Ortadoğu'da yine kan ve barut kokusu var. İsrail'in komşu topraklardaki son askeri hamleleri, bölgeyi yeni bir gerilim sarmalının içine çekti. Arap Birliği ise bu kez sesini oldukça yüksek perdeden çıkardı – ve haklı olarak.
Mısır'ın başkenti Kahire'de acilen toplanan Arap Birliği Daimi Temsilciler Konseyi, İsrail'in Suriye ve Lübnan'a yönelik saldırılarını şiddetle kınadı. Bu, sıradan bir diplomatik not değil; adeta bir çığlık. Bölgenin kanayan yarasına parmak basan bir uyarı.
Peki ne oldu da bu kadar sert bir tepki geldi? İsrail ordusunun Suriye'nin bazı kentlerini ve Lübnan'ın doğusundaki Bekaa bölgesini hedef alan saldırıları, uluslararası hukuku hiçe sayan bir boyuta ulaşmış durumda. Arap Birliği'ne göre bu agresif tutum, tüm bölgenin istikrarını ve güvenliğini derinden tehdit ediyor.

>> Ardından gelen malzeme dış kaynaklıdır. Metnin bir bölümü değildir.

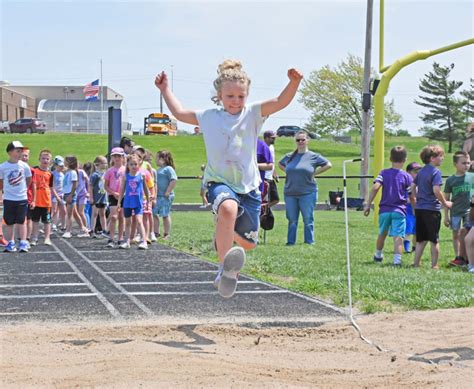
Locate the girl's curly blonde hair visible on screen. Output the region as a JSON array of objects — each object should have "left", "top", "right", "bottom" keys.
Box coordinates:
[{"left": 211, "top": 59, "right": 250, "bottom": 105}]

Uluslararası Topluma Sert Çağrı
Arap Birliği, yayınladığı bildiride uluslararası toplumu da sorumluluk almaya davet etti. İsrail'in saldırgan politikalarına göz yumulmaması, bu tür eylemlerin derhal durdurulması için baskı kurulması istendi. Bir bakıma, “Artık yeter!” denildi.
Lübnan’ın egemenliğinin ihlal edilmesi özellikle vurgulandı. Zira İsrail’in Lübnan topraklarına yönelik saldırıları, ülkenin içinde bulunduğu kırılgan siyasi ve ekonomik durumu daha da ağırlaştırma riski taşıyor. Suriye için ise durum daha vahim – uzun yıllardır savaşla yıkıma uğramış bir ülke, şimdi de komşusunun hedef tahtası haline gelmiş durumda.
Sonuç olarak, Arap Birliği’nin bu çıkışı sadece bir kınamadan ibaret değil. Bölgede artan gerilimin daha büyük bir çatışmaya dönüşme ihtimaline karşı önemli bir uyarı. İsrail’in saldırıları devam ederse, kimse ateşler içindeki bu coğrafyada yangının nereye sıçrayacağını kestiremez.